Bu Nurul menghela napas panjang. "Ana, mungkin kamu hanya merasa stres. Cobalah untuk lebih terbuka dengan keluargamu. Kalau kamu terus berpikir negatif seperti ini, itu tidak akan menyelesaikan apa-apa."
Ana menunduk, merasa dadanya sesak. Ia tidak menyangka bahwa orang dewasa yang ia percaya justru akan meremehkan ceritanya. Dengan suara pelan, ia hanya bisa berkata, "Iya, Bu. Maaf mengganggu waktunya."
Ana keluar dari ruang guru dengan langkah berat. Dunia yang sudah terasa gelap kini semakin gelap.
Beberapa hari kemudian, Ana mencoba cara lain. Ia menemui guru Bimbingan Konseling (BK), berharap setidaknya mereka akan lebih memahami situasinya. Guru BK, seorang pria paruh baya bernama Pak Arif, mempersilakannya duduk.
"Ana, apa yang bisa saya bantu?" tanyanya ramah.
Ana menceritakan segalanya lagi, kali ini dengan lebih terperinci. Ia berharap dengan penjelasan yang lebih jelas, Pak Arif akan percaya.
Namun, tanggapan Pak Arif tidak jauh berbeda. "Ana, sepertinya kamu terlalu banyak menonton drama atau membaca cerita sedih, ya? Kadang-kadang, imajinasi kita bisa memengaruhi cara kita melihat dunia nyata."

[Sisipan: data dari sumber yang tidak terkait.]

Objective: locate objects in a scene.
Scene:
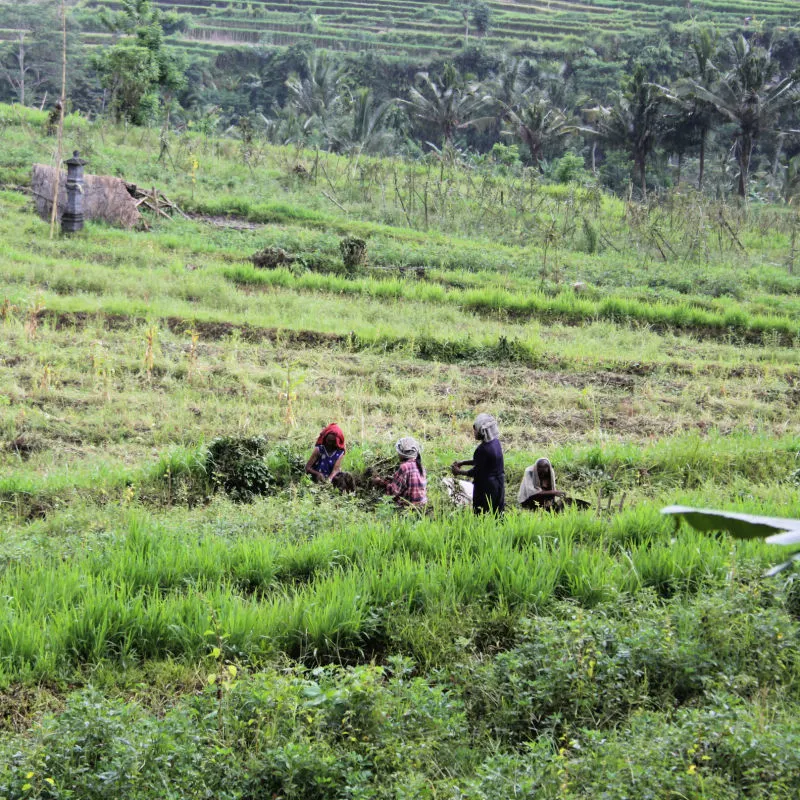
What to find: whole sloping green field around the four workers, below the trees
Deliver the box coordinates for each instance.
[0,107,800,800]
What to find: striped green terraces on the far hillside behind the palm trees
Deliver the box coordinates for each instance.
[56,0,797,57]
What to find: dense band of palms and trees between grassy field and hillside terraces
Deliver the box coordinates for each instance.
[0,0,800,200]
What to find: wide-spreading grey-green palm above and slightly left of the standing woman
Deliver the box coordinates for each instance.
[400,64,494,144]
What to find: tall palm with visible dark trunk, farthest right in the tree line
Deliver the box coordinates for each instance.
[694,36,798,197]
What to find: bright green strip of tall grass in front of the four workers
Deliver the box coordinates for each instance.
[0,508,780,681]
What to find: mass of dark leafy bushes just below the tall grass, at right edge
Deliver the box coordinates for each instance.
[463,587,798,741]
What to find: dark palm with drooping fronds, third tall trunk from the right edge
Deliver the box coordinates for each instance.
[581,64,663,198]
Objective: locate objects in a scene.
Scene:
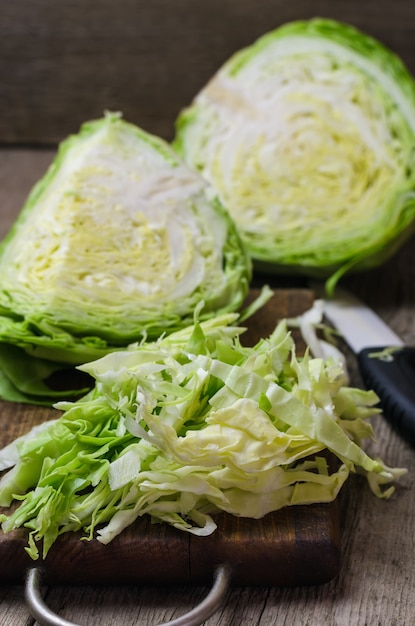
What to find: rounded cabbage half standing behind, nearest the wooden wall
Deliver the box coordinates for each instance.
[174,19,415,289]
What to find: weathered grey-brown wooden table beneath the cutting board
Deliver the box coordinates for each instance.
[0,149,415,626]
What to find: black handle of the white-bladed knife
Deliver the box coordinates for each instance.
[357,346,415,444]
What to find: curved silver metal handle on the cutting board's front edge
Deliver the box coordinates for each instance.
[25,565,230,626]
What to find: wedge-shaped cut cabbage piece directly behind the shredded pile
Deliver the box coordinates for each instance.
[0,114,251,404]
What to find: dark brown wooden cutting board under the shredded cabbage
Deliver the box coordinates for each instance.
[0,289,340,586]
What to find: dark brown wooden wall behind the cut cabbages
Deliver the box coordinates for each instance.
[0,0,415,144]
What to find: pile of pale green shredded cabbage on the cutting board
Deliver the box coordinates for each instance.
[0,306,405,559]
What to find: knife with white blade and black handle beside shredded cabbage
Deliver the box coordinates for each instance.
[314,288,415,444]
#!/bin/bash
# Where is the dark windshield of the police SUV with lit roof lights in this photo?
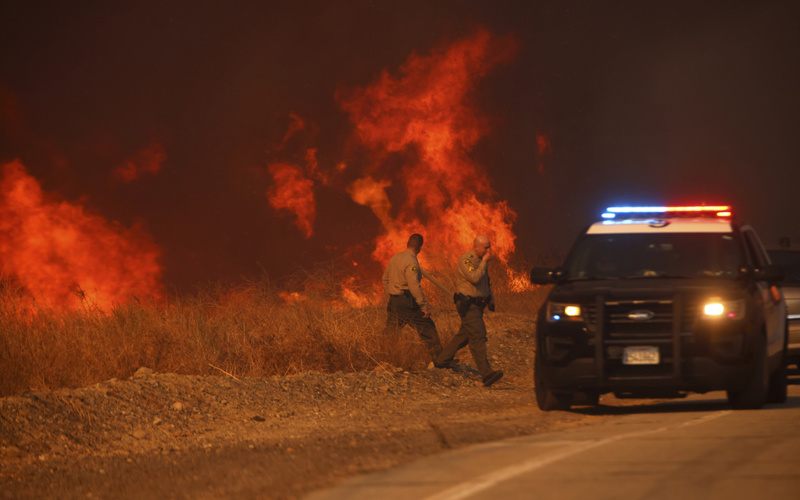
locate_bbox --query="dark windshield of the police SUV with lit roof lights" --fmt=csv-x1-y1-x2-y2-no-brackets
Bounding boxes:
565,233,742,279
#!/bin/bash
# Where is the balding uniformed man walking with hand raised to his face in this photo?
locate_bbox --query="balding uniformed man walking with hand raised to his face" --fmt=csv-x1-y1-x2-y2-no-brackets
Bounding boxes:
434,234,503,387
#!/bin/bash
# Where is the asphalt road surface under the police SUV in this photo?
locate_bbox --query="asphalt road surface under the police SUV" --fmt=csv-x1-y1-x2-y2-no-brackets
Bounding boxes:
307,375,800,500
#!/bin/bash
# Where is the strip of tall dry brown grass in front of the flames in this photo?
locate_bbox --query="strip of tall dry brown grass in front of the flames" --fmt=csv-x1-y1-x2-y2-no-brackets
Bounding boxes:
0,264,542,396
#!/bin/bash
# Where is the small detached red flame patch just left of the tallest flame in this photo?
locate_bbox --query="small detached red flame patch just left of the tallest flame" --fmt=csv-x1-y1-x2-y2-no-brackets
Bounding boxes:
267,163,317,238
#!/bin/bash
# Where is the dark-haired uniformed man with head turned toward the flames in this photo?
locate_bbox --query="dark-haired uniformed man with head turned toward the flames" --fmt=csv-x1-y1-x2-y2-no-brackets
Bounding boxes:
383,233,442,359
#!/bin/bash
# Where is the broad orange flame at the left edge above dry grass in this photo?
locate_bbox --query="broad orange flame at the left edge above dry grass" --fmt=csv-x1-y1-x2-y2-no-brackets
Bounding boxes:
0,160,163,311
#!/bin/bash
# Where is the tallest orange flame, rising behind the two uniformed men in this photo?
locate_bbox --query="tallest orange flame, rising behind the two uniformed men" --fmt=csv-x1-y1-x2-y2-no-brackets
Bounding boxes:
338,30,516,270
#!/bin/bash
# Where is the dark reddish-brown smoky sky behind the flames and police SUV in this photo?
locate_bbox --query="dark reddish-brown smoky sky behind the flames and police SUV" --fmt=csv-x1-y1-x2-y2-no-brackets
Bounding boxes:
0,0,800,287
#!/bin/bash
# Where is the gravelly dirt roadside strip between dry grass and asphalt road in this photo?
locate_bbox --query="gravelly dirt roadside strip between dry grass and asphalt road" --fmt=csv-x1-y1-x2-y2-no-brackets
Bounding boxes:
0,318,600,499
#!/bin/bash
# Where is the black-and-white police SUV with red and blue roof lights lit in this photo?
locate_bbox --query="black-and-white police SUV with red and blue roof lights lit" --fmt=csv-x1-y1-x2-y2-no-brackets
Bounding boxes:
531,206,787,410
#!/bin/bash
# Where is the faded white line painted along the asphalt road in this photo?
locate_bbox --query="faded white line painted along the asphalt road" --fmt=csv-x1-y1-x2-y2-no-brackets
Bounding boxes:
426,410,731,500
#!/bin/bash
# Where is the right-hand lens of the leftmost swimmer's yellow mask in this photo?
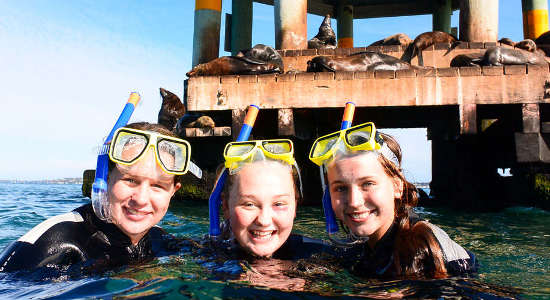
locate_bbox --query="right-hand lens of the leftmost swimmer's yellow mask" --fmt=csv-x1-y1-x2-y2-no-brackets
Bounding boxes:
157,139,188,172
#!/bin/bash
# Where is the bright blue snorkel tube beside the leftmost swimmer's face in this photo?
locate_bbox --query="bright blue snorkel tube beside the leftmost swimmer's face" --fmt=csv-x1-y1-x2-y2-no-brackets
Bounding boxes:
91,92,141,221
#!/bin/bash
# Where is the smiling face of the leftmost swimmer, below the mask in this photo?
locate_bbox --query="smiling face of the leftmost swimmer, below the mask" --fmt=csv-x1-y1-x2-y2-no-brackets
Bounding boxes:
109,148,181,244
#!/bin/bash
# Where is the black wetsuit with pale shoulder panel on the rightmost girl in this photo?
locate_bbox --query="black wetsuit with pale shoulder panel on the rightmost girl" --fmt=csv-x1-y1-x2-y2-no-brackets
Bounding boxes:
353,217,479,277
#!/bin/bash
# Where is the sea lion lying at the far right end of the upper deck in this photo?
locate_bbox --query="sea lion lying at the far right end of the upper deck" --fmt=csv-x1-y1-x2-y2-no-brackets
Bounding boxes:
451,47,548,67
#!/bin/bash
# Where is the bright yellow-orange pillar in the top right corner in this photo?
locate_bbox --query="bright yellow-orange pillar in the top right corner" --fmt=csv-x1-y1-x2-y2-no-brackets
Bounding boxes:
521,0,548,40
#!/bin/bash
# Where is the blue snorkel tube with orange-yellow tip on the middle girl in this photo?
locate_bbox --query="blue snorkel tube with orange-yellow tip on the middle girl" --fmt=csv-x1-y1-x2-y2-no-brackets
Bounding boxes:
208,104,260,239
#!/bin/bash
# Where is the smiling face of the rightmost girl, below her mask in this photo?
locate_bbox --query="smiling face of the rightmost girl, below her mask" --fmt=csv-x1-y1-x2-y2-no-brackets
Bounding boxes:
327,152,402,245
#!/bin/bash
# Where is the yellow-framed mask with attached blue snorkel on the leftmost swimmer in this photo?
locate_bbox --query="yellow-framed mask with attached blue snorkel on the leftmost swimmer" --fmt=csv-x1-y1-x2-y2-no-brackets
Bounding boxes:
92,93,202,222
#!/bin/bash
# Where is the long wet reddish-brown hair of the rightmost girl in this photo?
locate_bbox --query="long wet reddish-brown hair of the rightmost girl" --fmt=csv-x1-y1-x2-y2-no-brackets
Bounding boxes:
370,133,447,278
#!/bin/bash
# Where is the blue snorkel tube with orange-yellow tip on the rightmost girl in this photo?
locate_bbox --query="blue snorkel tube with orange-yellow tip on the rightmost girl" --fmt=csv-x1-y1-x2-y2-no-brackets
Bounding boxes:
319,102,355,238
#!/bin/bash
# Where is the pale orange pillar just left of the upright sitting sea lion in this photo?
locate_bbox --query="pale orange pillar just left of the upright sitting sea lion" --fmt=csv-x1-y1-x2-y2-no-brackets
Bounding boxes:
274,0,307,49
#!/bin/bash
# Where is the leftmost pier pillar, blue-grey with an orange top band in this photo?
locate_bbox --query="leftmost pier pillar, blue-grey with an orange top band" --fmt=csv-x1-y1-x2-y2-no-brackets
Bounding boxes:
193,0,222,66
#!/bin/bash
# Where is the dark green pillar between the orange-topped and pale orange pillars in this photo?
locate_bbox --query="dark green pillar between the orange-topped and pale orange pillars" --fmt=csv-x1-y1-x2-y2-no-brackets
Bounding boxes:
231,0,252,55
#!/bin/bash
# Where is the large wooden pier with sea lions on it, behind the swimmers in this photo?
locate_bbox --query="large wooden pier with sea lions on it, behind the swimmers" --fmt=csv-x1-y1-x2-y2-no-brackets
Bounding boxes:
185,0,550,210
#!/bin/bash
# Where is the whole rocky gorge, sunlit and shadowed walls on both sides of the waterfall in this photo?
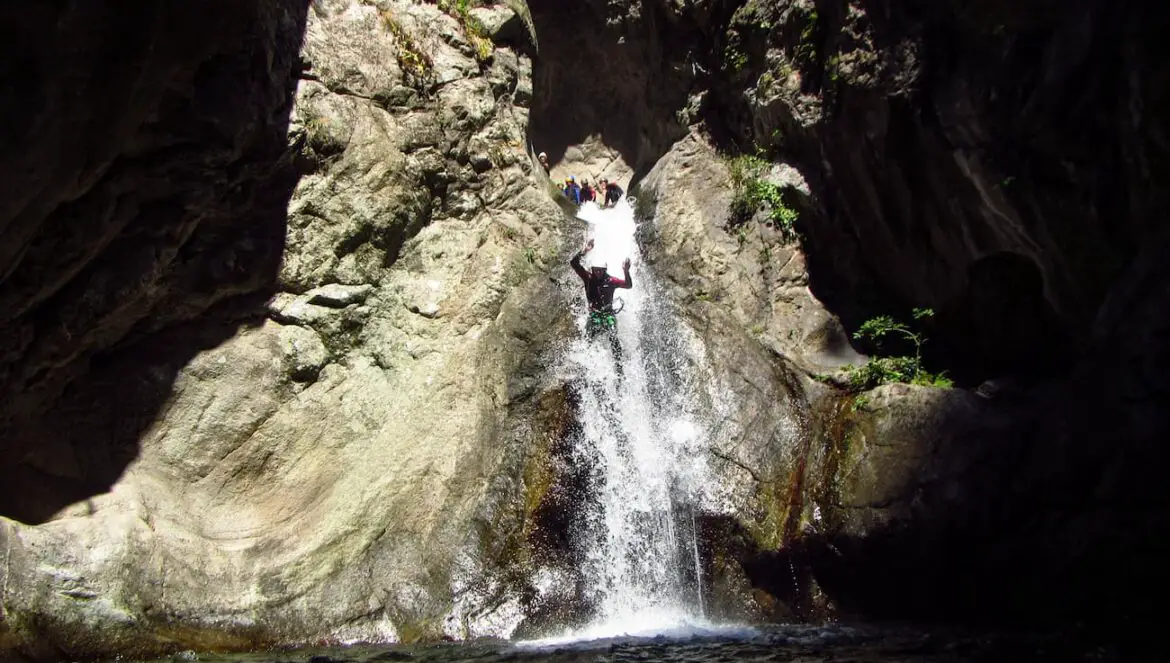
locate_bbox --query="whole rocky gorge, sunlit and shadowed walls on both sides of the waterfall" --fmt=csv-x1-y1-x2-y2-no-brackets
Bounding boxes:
0,0,1170,661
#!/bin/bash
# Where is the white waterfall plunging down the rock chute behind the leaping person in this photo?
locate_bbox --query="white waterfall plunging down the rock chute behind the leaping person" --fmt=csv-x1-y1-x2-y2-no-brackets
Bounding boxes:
554,201,709,638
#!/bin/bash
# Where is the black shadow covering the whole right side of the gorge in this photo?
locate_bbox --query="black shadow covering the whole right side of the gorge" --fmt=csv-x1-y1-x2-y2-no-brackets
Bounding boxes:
692,0,1170,637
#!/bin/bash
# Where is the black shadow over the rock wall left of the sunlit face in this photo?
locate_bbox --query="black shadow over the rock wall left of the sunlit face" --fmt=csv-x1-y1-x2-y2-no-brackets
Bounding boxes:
0,0,309,524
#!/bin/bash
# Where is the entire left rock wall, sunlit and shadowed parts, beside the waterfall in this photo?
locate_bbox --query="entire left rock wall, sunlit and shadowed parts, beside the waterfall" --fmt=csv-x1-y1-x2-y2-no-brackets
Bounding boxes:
0,0,565,658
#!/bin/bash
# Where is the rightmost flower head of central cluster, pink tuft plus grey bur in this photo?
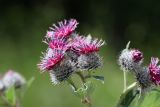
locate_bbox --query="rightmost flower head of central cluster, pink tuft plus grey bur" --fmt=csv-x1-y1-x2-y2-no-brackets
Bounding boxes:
70,35,105,71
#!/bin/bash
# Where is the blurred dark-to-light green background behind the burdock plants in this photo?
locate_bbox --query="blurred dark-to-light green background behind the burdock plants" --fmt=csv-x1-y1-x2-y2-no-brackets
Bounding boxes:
0,0,160,107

"Tapi Pak, ini bukan imajinasi!" Ana hampir menangis. "Saya melihat sendiri. Saya---"
Pak Arif memotongnya. "Ana, kalau kamu merasa ada masalah, kita bisa bicara dengan orang tuamu. Tapi saya rasa, mereka pasti ingin yang terbaik untukmu."
Ana tidak bisa berkata apa-apa lagi. Ia merasa seperti berbicara dengan tembok.
Malam itu, di rumah, Ana duduk di lantai kamarnya, memeluk lututnya sambil menangis. Ia merasa tidak ada seorang pun di dunia ini yang peduli padanya. Bahkan orang dewasa yang seharusnya melindungi anak-anak seperti dirinya pun tidak percaya.